In one embodiment, contraceptive effect is provided over a period of less than 3 years, preferably less than 2 years, more preferably less than 1 year after administration.
Also disclosed herein is a method for contraception in a female subject, the method comprising administering an effective amount of the formulation or dosage form, preferably by means of the device as described herein, to a subject in need thereof. In one embodiment, the method comprises administration to the subject of a total amount of preferably 5 to 60 mg, more preferably 20 to 60 mg, most preferably 20 to 50 mg of etonogestrel per dose. In one embodiment, the method comprises administration to the subject of a total amount of 15 to 45 mg of etonogestrel per dose; in an alternative embodiment, the method comprises administration to the subject of a total amount of ≥45 mg, preferably ≥50 mg, more preferably 45 to 60 mg, even more preferably 50 to 60 mg, most preferably >50 mg and ≤ 60 mg of etonogestrel per dose. In one embodiment, the method comprises administration to the subject by injection, preferably subcutaneous or intramuscular injection. In one embodiment, the time interval between two subsequent dose administrations 120 days or more, preferably 160 days or more. In one embodiment, contraceptive effect is provided over a period of less than 3 years, preferably less than 2 years, more preferably less than 1 year after administration.

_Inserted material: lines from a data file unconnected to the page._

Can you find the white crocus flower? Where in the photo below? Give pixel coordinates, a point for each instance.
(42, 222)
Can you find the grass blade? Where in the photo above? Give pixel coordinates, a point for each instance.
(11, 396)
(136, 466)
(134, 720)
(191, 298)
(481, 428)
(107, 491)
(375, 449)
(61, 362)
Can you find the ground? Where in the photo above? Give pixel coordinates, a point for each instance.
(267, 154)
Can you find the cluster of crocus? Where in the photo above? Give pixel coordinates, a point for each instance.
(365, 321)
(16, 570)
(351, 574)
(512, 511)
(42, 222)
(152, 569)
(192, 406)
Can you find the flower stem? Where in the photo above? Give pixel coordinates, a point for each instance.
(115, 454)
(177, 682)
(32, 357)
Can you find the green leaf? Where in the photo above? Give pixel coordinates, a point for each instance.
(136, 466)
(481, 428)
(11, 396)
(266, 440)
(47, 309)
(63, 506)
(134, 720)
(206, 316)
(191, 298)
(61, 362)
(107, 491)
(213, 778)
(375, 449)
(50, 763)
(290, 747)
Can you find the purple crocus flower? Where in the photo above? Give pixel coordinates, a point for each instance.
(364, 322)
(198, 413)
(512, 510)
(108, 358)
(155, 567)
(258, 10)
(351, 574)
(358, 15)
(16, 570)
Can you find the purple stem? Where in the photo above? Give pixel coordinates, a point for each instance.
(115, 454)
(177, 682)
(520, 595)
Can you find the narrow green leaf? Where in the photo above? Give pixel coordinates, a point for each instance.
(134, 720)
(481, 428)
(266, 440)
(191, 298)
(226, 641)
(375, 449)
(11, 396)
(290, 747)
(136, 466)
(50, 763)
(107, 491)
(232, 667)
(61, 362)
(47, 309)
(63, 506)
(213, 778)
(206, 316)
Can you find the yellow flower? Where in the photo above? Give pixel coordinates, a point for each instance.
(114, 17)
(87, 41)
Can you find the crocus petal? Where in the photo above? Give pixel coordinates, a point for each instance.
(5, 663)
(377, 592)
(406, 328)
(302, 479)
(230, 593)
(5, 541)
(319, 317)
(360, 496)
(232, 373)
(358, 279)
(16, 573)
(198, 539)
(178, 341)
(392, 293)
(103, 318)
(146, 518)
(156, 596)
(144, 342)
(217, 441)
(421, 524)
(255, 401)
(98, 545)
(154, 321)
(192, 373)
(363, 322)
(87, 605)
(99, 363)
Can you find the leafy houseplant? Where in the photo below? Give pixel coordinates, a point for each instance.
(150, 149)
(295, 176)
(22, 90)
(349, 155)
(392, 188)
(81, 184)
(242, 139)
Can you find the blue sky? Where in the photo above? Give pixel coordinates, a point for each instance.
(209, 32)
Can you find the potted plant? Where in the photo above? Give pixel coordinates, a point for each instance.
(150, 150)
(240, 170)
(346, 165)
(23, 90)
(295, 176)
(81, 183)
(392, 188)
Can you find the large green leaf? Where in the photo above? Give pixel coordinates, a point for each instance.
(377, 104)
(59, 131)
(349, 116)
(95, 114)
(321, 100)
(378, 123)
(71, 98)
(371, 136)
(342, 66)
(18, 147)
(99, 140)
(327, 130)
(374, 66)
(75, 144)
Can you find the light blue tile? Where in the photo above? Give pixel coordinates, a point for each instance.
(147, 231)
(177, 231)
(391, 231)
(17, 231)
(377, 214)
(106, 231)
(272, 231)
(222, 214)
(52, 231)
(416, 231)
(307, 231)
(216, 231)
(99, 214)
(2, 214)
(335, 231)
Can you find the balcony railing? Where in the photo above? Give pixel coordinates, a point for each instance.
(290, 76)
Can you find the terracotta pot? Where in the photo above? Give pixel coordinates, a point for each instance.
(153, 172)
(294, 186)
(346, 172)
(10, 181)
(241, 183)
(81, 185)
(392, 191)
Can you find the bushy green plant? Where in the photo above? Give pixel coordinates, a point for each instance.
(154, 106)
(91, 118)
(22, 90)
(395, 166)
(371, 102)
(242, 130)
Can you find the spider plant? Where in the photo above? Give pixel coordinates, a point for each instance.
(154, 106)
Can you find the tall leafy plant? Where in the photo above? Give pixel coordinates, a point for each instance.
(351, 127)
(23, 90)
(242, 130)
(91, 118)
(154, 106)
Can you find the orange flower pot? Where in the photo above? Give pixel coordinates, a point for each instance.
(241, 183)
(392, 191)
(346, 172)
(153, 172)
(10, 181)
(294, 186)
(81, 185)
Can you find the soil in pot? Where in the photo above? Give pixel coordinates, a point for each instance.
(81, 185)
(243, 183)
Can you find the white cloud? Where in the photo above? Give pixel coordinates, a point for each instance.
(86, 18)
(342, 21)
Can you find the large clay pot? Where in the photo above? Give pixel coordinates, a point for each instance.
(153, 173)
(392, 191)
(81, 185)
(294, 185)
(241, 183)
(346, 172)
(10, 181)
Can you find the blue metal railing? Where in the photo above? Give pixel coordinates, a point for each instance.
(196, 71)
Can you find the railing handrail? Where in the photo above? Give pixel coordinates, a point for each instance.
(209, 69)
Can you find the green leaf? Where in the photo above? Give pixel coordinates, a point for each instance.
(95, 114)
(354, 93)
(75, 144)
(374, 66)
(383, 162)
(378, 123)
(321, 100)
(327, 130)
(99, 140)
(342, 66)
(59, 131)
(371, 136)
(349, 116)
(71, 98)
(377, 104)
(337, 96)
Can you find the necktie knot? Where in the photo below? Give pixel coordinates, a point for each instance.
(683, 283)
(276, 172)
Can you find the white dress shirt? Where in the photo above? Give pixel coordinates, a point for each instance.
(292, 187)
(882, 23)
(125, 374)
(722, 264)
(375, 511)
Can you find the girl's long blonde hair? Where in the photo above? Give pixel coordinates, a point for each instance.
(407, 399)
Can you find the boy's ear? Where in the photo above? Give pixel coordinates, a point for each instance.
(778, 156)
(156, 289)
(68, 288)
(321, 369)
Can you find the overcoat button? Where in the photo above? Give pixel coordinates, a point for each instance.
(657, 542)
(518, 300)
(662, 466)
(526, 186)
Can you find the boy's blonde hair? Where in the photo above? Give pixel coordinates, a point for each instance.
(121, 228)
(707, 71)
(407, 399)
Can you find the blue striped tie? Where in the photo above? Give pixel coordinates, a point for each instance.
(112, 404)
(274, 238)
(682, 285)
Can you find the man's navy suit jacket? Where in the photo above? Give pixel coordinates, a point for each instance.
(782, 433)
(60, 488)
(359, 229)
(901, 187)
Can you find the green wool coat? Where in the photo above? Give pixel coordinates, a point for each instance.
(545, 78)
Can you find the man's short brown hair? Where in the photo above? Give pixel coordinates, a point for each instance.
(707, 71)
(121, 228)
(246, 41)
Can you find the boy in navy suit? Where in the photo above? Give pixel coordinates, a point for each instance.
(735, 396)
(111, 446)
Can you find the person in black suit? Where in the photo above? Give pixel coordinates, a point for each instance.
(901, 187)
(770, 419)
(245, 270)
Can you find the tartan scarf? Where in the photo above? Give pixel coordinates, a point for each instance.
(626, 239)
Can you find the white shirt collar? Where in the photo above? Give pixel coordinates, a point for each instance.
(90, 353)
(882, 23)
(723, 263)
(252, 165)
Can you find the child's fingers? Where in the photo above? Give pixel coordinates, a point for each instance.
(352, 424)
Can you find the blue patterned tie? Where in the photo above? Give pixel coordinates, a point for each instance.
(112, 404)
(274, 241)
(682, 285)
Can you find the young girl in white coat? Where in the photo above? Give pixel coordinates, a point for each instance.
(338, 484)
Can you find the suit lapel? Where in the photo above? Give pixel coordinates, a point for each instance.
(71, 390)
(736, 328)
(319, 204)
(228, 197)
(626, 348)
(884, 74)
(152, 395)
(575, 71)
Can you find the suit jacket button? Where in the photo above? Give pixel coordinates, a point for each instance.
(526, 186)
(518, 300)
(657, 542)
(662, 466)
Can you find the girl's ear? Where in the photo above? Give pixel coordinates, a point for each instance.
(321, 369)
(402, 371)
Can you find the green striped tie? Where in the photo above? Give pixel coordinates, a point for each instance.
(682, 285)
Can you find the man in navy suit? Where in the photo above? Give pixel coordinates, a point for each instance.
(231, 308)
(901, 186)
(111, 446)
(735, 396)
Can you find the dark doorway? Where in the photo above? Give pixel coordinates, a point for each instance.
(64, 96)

As used herein, the term “prodrug” refers to a pharmaceutically acceptable compound that can be converted to etonogestrel under physiological conditions (i.e., upon administration to a mammalian subject), or by solvolysis. Prodrugs are bioreversible derivatives of drug molecules that undergo an enzymatic and/or chemical transformation in vivo to release the active parent drug, which can then exert the desired pharmacological effect (see, e.g., Rautio, J. et al. Prodrugs: design and clinical applications. Nat Rev Drug Discov 7, 255-270 (2008)). The term “prodrug” is also meant to include any covalently bonded carriers, which release etonogestrel in vivo when administered to a mammalian subject. Preferably, a prodrug is converted in vivo to etonogestrel, for example, by hydrolysis or oxidation reactions. Prodrugs can include: compounds wherein a hydroxy group of etonogestrel is bonded to any group that cleaves to form a free hydroxy group when the prodrug is administered to a mammalian subject, such as ester derivatives (such as alkyl esters, fatty esters, phenoxyacetate, or sulfate) or acetal derivatives (such as glucuronide) of a hydroxy functional group; and compounds which are transformed by oxidation to etonogestrel when administered to a mammalian subject (such as desogestrel).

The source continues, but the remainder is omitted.